Before running any Jupyter tutorials, please refer to the 00_before_starting.md document on how to correctly set up the environment. This only needs to be done once. After which, the venv can be (re)activated from exciting's root directory:

source tools/excitingjupyter/venv/excitingvenv/bin/activate


Important note:

• All input parameters that will appear will be given in atomic units!
• For running fastBSE calculations, you need to link exciting to HDF5 and FFTW3

### 1. Introduction¶

In this tutorial you will learn how to calculate the optical absorption spectrum of with the fastBSE algorithm. To demonstrate that the results of the new method are equivalent to the old one, you will also calculate the spectrum with the direct algorithm. If you are not familiar how this is done, begin with the tutorial Excited states from BSE.

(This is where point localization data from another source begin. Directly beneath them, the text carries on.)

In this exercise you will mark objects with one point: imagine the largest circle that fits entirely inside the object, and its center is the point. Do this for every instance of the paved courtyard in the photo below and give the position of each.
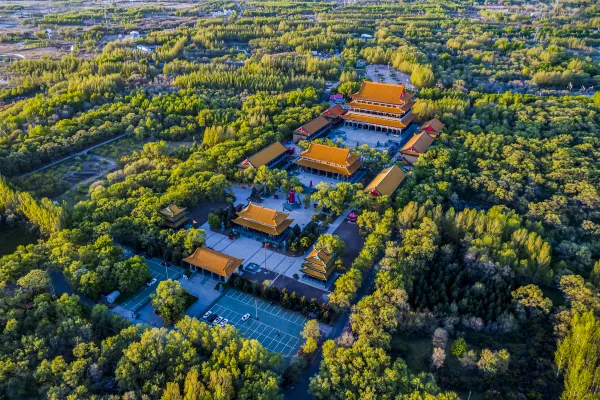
(383, 73)
(277, 329)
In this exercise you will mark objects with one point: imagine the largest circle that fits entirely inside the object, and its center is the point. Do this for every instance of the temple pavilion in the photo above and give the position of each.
(386, 183)
(416, 145)
(269, 156)
(218, 265)
(174, 216)
(264, 221)
(381, 107)
(319, 265)
(332, 162)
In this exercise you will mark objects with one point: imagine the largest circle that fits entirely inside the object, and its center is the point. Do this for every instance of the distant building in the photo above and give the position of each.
(319, 265)
(264, 221)
(381, 107)
(334, 114)
(416, 145)
(269, 156)
(433, 127)
(312, 129)
(386, 183)
(218, 265)
(174, 217)
(337, 98)
(331, 162)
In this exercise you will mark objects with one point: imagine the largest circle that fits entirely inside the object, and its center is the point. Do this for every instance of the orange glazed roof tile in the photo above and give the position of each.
(375, 107)
(335, 112)
(214, 261)
(313, 126)
(329, 154)
(372, 119)
(387, 181)
(346, 171)
(382, 93)
(172, 210)
(262, 215)
(264, 156)
(418, 144)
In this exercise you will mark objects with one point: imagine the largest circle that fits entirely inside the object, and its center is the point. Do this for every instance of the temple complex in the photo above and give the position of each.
(174, 216)
(332, 162)
(211, 262)
(263, 221)
(386, 183)
(269, 156)
(319, 265)
(381, 107)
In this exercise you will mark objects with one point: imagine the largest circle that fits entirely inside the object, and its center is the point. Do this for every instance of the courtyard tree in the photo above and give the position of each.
(331, 244)
(169, 301)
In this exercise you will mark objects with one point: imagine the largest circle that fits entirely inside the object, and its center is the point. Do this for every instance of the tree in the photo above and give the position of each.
(422, 76)
(493, 362)
(438, 357)
(169, 301)
(530, 299)
(578, 356)
(331, 244)
(214, 221)
(131, 274)
(35, 281)
(311, 330)
(440, 338)
(459, 347)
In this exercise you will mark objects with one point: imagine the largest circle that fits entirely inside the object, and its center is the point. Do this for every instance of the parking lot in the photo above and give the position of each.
(277, 329)
(142, 296)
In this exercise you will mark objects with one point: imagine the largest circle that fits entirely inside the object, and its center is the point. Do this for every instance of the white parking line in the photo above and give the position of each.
(270, 343)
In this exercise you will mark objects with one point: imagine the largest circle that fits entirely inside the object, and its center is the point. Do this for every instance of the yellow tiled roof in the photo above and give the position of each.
(313, 126)
(346, 171)
(329, 154)
(172, 210)
(375, 107)
(387, 181)
(263, 219)
(434, 124)
(371, 119)
(418, 144)
(382, 93)
(214, 261)
(264, 156)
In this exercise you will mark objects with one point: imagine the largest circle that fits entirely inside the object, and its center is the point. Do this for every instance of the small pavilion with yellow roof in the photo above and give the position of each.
(381, 107)
(216, 264)
(328, 161)
(319, 265)
(264, 221)
(174, 217)
(386, 183)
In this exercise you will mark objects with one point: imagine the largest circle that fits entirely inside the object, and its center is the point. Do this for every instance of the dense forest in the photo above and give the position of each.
(480, 276)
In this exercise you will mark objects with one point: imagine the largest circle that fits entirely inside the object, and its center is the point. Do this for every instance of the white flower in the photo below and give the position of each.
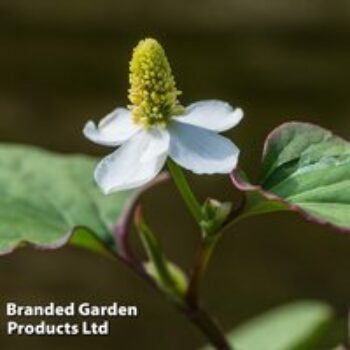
(190, 139)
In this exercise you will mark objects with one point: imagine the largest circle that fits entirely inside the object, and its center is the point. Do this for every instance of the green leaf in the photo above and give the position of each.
(167, 275)
(48, 199)
(296, 326)
(305, 168)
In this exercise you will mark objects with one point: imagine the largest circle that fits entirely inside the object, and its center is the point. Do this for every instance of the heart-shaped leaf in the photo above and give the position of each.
(296, 326)
(47, 199)
(305, 168)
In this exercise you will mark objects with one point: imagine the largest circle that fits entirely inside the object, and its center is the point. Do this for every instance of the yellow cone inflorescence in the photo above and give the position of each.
(153, 94)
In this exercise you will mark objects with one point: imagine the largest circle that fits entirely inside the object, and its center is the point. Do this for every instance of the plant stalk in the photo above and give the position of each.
(185, 191)
(199, 267)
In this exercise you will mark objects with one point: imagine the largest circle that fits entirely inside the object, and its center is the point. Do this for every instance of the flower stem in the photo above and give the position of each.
(199, 267)
(185, 190)
(209, 327)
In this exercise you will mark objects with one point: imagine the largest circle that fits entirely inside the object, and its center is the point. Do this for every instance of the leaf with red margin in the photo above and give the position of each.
(305, 168)
(48, 200)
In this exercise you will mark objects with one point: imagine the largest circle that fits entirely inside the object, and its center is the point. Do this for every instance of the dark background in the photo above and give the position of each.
(63, 62)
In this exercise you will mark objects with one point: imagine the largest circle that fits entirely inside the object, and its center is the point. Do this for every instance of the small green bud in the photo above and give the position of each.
(215, 213)
(153, 94)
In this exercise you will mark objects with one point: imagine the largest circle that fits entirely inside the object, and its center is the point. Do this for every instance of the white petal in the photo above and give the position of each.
(113, 130)
(201, 150)
(213, 115)
(135, 163)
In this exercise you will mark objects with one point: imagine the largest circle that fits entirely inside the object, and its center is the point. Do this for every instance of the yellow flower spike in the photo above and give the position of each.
(153, 94)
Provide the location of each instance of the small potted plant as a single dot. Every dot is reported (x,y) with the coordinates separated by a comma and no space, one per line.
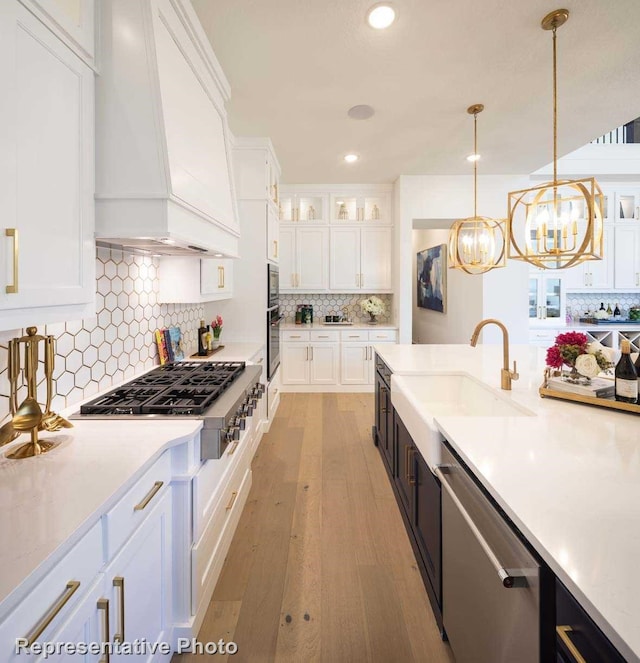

fastBSE is low scaling, matrix-free, iterative algorithm to solve the Bethe-Salpeter equation (BSE). It scales with $\mathcal O(N_v N_c(1 + \log N_k))$. This is massive speed up compared to the direct algorithm that scales with $\mathcal O(N_v^3 N_c^3 N_k^3)$.

### 2. Theory¶

In this tutorial, we only consider the Tamm-Dancoff-approximation (TDA) and neglect the coupling between the resonant and anti-resonant components of the Bethe-Salpeter Hamiltonian (BSH). We also neglect finite momentum transitions, such that $\mathbf{q} = \mathbf{0}$.

The heavy lifting of solving the BSE involves setting up and diagonalizing the BSH:

$$H^{BSE} = D + 2V - W,$$

where $D$ represents the diagonal part, accounting for the single electron properties; $V$ is the repulsive, long-range exchange interaction; and $W$ is the attractive screened interaction. To map the problem to linear algebra, we expand the exciton wave function in the two-particle basis:

$$\Phi^\lambda(\mathbf{r}, \mathbf{r'}) = \sum_{vck} C^\lambda_{vck} \psi_{vk}(\mathbf{r}) \psi^*_{ck}(\mathbf{r'}),$$

where $\psi_{ik}(\mathbf{r})$ is a single-electron wave function of band $i$ at $\mathbf{r}$ and the $k$'th Brillouin zone (BZ) vector. The indices $v$ and $c$ refer to valence and conduction bands, respectively, and $\lambda$ is the index of the exciton. Thus, the diagonalization can be rewritten as the following eigenvalue problem:

$$H^{BSE}|\Phi_\lambda\rangle = E^\lambda |\Phi_\lambda\rangle,$$

In this expansion, the diagonal part is given by

$$D_{vck, v'c'k'} = \big(\epsilon_{ck} - \epsilon_{vk}\big) \delta_{cc'} \delta_{vv'} \delta_{kk'},$$

the exchange interaction kernel by

$$V_{vck, v'c'k'} = \int d^3r \int d^3 r' \frac{ u^*_{v'k'}(\mathbf{r'})u_{c'k'}(\mathbf{r'})u^*_{ck}(\mathbf{r})u_{vk}(\mathbf{r}) } {| \mathbf{r - r'} |},$$

and the screened interaction kernel by

$$W_{vck, v'c'k'} = \int d^3r \int d^3 r' u^*_{v'k'}(\mathbf{r'})u_{vk}(\mathbf{r'}) W(\mathbf{r, r'})_{\mathbf{k-k'}} u^*_{ck}(\mathbf{r})u_{c'k'}(\mathbf{r}).$$

Here, it is taken into account that for periodic materials, the wave functions are Bloch waves and can be written as

$$\psi_{ik}(\mathbf{r}) = u_{ik}(\mathbf{r}) \cdot e^{i\mathbf{r} \mathbf{k}},$$

where $u_{ik}(\mathbf{r})$ is the periodic part of the wave functions.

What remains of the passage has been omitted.